EV, Earned Value Management – What About The 80 20 Rule?

EV and the 80 20 RuleNeeding to use non-linear formula in Earned Value Analysis (EVA) or Earned Value Management, is both right and wrong (in my Humble Opinion!)

First, Earned Value formulas do assume a linear relationship, and frankly, what sort of non-linear relationship would you choose in its place? (I can’t think of one…)

Second, the 80 20 rule is indeed an almost universal rule of nature, but I would say that it generally occurs for ‘open-loop’ nature. When you have a project manager in the loop, performing good estimating (that’s a topic on its own…), and taking controlling action, the idea is to stop the ‘80% done’ syndrome.

But back to earned value for a moment.

EV – using CPI and SPI Ratios to stop 80 20

The ratios of efficiency and effectiveness used to forecast the EV future are based on work performance thus far, and for a given team, that makes reasonable sense to me. EV also uses cumulative formula to use trends based on past team performance as well, so I continue to believe that the PMP Exam takes the best from EV.

But EV is a powerful tool, but the PMP exam expects you to be able to understand and use the basics – quite right too…

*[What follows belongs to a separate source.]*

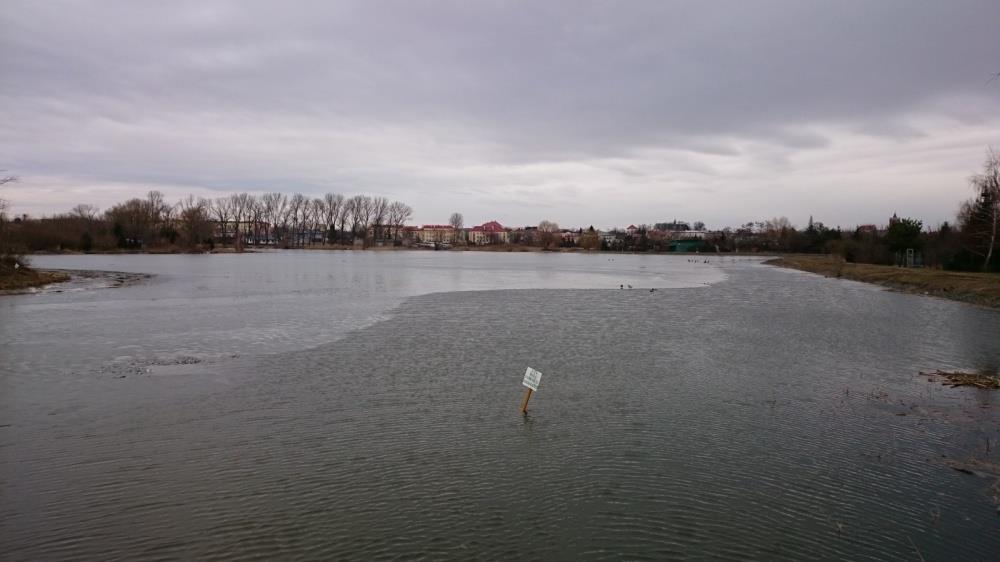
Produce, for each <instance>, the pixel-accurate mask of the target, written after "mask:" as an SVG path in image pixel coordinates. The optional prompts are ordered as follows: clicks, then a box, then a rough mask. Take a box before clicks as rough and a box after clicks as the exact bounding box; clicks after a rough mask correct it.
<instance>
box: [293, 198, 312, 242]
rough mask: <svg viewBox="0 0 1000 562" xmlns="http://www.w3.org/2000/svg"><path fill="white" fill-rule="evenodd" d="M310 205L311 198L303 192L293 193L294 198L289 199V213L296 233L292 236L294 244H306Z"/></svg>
mask: <svg viewBox="0 0 1000 562" xmlns="http://www.w3.org/2000/svg"><path fill="white" fill-rule="evenodd" d="M308 205H309V199H308V198H307V197H306V196H305V195H302V194H301V193H296V194H295V195H292V198H291V199H289V200H288V213H289V216H290V219H291V222H292V231H294V233H295V234H294V235H293V236H292V246H295V245H296V244H298V245H304V244H305V239H304V236H305V222H306V217H307V215H308V214H309V210H308V209H307V208H306V207H308Z"/></svg>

I’m currently knee-deep in creating an Agile Primer, and I’m reminded (just like the PRINCE2 Method), that the 80/20 effect is usually caused by NOT planning and measuring Products/deliverables AND Activities together.

Agile techniques include the powerful Timebox approach where the requirements/product/deliverable/features – call them what you will, are prioritized  so that the Must Have’s are guaranteed and the Should Have’s and Could Haves are expected. Tight control around these ensure that Timebox delivery times never succumb to the 80 20 rule. For the purpose of this article, assume an Agile Timebox is the same as a traditional project’s Work Package.

My final response to an interesting question is that one of the reasons why 80/20 occurs is because at some point during a task, the team/project manager realize they underestimated the WORK EFFORT, at this gets artificially ‘bolted on’ at the task end – thus ‘proving’ the 80 20 rule.

In a better world using both product and task planning for Agile Time-boxes or traditional project Work Packages, a more accurate work plan can be created (and measured/forecasted using EVA). Linear EV will get the job done.

Thinking about the typical situation when 80?20 raises it’s ugly head, is when the team forecasts that they will be finished by a certain date, and the project manager discovers otherwise about 24 hours before the task was due to be completed.

The drivers for this happening are usually:

1. The estimates only used work effort

2. The planning only used task work

3. The correct skill/knowledge/experience for both estimating and delivering were not present on the task!

4. The sub-task deliverables or products AND their quality/acceptance criteria were not established and included in the plan

5. Risks were not considered and managed properly

6. Agreed reporting/audit/reviews were not included within the task – hence the end task 80/20 crisis

So, a very long answer for a simple question. Don’t try to use non-linear formula to second guess human nature, do proper planning at the right level of detail needed for accurate task control, and use Earned Value Management Analysis to assist such control.